MongoDB read preferences for replica sets

An important, but perhaps sometimes overlooked, parameter in MongoDB when using replica sets is the read preference. This parameter control how reads are handled and is an improvement over the old, (now deprecated), slave_okay-parameter.

By default, all reads are always routed to the primary. This might seem a bit counter-productive at a first glance; wouldn’t it be better that reads be distributed over all instances in the replica set? In many cases that is true but it is important to be aware of the consequences. If a secondary is falling behind the primary for some reason, a read to that secondary could give old data. Depending on your application, this might not be a problem. If you for example are reading log data for a report it might not matter much if the data might be a bit stale.

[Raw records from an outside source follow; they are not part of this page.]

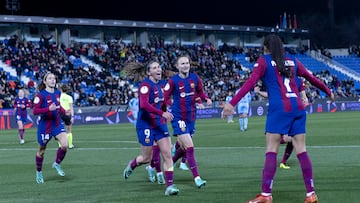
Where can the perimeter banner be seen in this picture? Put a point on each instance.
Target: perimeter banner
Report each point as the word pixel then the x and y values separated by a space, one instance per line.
pixel 117 115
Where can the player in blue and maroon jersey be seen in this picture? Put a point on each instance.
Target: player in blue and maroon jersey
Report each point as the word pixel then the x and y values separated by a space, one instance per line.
pixel 151 125
pixel 185 89
pixel 21 104
pixel 286 112
pixel 47 106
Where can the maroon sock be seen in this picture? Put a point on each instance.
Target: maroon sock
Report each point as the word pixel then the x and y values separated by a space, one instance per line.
pixel 178 153
pixel 269 172
pixel 306 168
pixel 183 158
pixel 191 161
pixel 133 164
pixel 21 133
pixel 287 153
pixel 169 177
pixel 60 155
pixel 156 160
pixel 38 162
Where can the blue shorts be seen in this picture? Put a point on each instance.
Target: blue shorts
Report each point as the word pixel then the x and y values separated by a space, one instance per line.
pixel 44 137
pixel 286 123
pixel 147 136
pixel 183 127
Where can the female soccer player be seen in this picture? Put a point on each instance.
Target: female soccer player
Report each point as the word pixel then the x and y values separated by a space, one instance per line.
pixel 47 106
pixel 21 105
pixel 151 125
pixel 186 89
pixel 66 102
pixel 286 112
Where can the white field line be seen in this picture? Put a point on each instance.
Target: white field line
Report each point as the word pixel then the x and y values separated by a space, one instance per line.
pixel 197 148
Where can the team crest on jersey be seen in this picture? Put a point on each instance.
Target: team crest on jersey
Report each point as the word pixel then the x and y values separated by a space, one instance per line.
pixel 144 90
pixel 36 100
pixel 289 63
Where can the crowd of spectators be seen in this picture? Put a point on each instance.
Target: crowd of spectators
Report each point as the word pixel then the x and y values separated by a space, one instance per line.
pixel 220 72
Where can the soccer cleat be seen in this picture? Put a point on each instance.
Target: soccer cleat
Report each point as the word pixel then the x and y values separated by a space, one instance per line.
pixel 127 171
pixel 171 190
pixel 173 150
pixel 183 166
pixel 200 182
pixel 151 173
pixel 284 166
pixel 39 177
pixel 161 179
pixel 261 199
pixel 312 199
pixel 58 169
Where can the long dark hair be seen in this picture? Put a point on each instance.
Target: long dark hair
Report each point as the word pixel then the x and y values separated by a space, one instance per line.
pixel 42 85
pixel 275 46
pixel 138 71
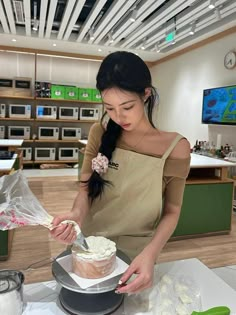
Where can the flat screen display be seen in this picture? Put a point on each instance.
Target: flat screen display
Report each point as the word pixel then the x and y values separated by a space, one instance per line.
pixel 219 106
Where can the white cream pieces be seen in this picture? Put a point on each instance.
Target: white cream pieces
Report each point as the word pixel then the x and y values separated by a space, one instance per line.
pixel 99 248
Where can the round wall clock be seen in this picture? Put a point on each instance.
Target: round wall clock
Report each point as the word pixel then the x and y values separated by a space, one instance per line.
pixel 230 60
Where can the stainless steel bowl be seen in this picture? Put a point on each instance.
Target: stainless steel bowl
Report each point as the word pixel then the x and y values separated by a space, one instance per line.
pixel 11 292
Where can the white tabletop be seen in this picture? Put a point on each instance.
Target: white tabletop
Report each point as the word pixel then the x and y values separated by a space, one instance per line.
pixel 11 142
pixel 6 165
pixel 83 141
pixel 205 161
pixel 43 297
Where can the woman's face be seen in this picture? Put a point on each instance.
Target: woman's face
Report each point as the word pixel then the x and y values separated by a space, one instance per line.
pixel 124 108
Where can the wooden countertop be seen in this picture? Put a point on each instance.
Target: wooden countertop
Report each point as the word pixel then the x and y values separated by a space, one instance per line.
pixel 11 142
pixel 201 161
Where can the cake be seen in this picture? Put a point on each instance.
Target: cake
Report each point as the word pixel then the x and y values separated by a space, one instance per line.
pixel 99 261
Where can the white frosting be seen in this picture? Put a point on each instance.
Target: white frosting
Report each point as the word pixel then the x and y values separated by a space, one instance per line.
pixel 99 248
pixel 185 298
pixel 181 310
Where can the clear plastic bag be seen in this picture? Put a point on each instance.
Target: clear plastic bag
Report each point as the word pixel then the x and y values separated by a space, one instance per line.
pixel 171 294
pixel 18 205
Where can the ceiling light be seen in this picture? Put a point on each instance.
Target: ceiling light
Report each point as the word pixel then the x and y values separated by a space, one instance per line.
pixel 36 22
pixel 110 37
pixel 157 48
pixel 212 4
pixel 35 26
pixel 192 30
pixel 133 15
pixel 91 34
pixel 143 45
pixel 218 14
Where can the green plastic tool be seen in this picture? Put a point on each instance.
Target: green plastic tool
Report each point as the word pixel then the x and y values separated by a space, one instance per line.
pixel 219 310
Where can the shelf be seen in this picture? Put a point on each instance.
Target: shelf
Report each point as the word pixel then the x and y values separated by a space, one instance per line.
pixel 48 99
pixel 66 120
pixel 15 118
pixel 18 97
pixel 56 141
pixel 28 162
pixel 50 162
pixel 49 120
pixel 63 100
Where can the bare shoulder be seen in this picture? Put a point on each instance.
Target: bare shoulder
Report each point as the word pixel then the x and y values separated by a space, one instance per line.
pixel 182 148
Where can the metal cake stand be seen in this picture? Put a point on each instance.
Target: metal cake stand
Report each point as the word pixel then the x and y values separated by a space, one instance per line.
pixel 99 299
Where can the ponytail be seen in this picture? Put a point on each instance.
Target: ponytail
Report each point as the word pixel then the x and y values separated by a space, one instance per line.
pixel 96 183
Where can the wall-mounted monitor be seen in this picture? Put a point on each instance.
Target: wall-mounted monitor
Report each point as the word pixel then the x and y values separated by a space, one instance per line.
pixel 219 105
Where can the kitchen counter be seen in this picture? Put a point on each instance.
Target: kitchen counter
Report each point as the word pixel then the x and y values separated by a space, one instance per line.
pixel 6 165
pixel 208 198
pixel 11 142
pixel 43 297
pixel 199 161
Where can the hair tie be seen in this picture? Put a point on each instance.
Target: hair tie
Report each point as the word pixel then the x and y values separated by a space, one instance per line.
pixel 100 163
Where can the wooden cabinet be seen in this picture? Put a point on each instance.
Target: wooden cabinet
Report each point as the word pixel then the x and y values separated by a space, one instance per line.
pixel 207 208
pixel 208 199
pixel 56 70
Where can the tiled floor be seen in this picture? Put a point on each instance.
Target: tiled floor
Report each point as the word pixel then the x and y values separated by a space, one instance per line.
pixel 32 292
pixel 43 297
pixel 50 172
pixel 228 274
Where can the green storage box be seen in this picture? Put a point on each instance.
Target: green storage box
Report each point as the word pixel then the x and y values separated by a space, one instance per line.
pixel 96 96
pixel 58 91
pixel 71 93
pixel 85 94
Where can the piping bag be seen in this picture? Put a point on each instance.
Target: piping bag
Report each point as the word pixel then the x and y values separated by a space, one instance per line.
pixel 19 207
pixel 219 310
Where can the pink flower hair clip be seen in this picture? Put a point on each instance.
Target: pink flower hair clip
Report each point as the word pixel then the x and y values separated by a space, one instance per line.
pixel 100 163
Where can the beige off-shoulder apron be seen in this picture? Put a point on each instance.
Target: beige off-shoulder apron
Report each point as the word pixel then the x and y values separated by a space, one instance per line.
pixel 130 208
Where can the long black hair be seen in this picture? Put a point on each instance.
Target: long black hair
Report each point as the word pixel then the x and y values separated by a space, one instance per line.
pixel 126 71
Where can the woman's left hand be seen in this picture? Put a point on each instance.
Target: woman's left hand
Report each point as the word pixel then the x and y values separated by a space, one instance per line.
pixel 143 267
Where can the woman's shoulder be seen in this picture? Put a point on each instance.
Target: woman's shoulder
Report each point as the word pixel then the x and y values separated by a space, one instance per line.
pixel 181 150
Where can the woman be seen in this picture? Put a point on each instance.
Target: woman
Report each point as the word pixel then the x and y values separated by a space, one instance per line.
pixel 128 169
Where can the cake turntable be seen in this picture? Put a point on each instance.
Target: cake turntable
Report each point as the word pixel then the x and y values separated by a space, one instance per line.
pixel 99 299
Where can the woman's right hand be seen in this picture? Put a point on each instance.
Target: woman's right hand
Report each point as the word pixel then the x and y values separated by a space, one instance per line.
pixel 64 232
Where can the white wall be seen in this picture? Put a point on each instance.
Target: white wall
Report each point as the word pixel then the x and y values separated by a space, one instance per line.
pixel 180 82
pixel 59 70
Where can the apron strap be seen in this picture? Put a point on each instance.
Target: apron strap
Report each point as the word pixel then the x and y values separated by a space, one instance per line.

In previous versions of MongoDB you could set slave_okay to True to distribute reads over the secondaries. This parameter could be set on a connection basis or on operation basis. Starting with version 2.2 of MongoDB you should instead use the parameter read_preference. Like slave_okay it can be set when connecting to the database

import pymongo
conn = pymongo.Connection('localhost', read_preference=pymongo.SECONDARY_PREFERRED)

or just on certain operations

conn = pymongo.Connection('localhost')
conn.blogs.posts.find({'sid': 13214}, read_preference=pymongo.SECONDARY_PREFERRED)

For replica sets, read_preference can take the following values:

  • PRIMARY – This is the default setting and route all reads to the replica set primary. If the primary is unavailable for some reason a read operation would produce an error or exception.
    This is the right setting if it is important to never return stale data.
  • PRIMARY_PREFERRED – Reads are normally sent to the primary, but if it is unavailable operations read from secondary members instead.
    A use case for this might be if you are using MongoDB as backend for a web service that shows some kind of information to a customer. You want to make sure that the information that is shown is up to date but in case of a primary failover you believe it is more important to show some data, stale or not.
  • SECONDARY – Reads are only allowed on secondary members of the replica set. If no secondaries are available a read operation would give an error or exception.
    This might be useful for example if you have a heavy read load but it is important that these read operations never interfere with the write operations.
  • SECONDARY_PREFERRED – Reads are normally routed to a secondary, but if no secondary is available read operations are sent to the primary. (This is how reads are handled when slave_okay is set to True).
    A use case for this is when you are not that concerned with reading stale data and want to distribute the read operations over all set members.
  • NEAREST – Reads are performed on the nearest available set member, disregarding if it is a primary or secondary member. Nearness is determined by periodically sending pings to all members and measuring the response time.
    This could be useful when you have a very read heavy application and want to minimize network latency and do not care if the data might be stale or not.

Note that all preferences other than PRIMARY could give stale data.

Using the default PRIMARY read preference is often to limiting and could in many cases be replaced by at least PRIMARY_PREFFERED. If you for example are using MongoDB as backend for a web service, it might often be better to risk presenting stale data to the frontend then no data at all as could be the case if the primary became unavailable.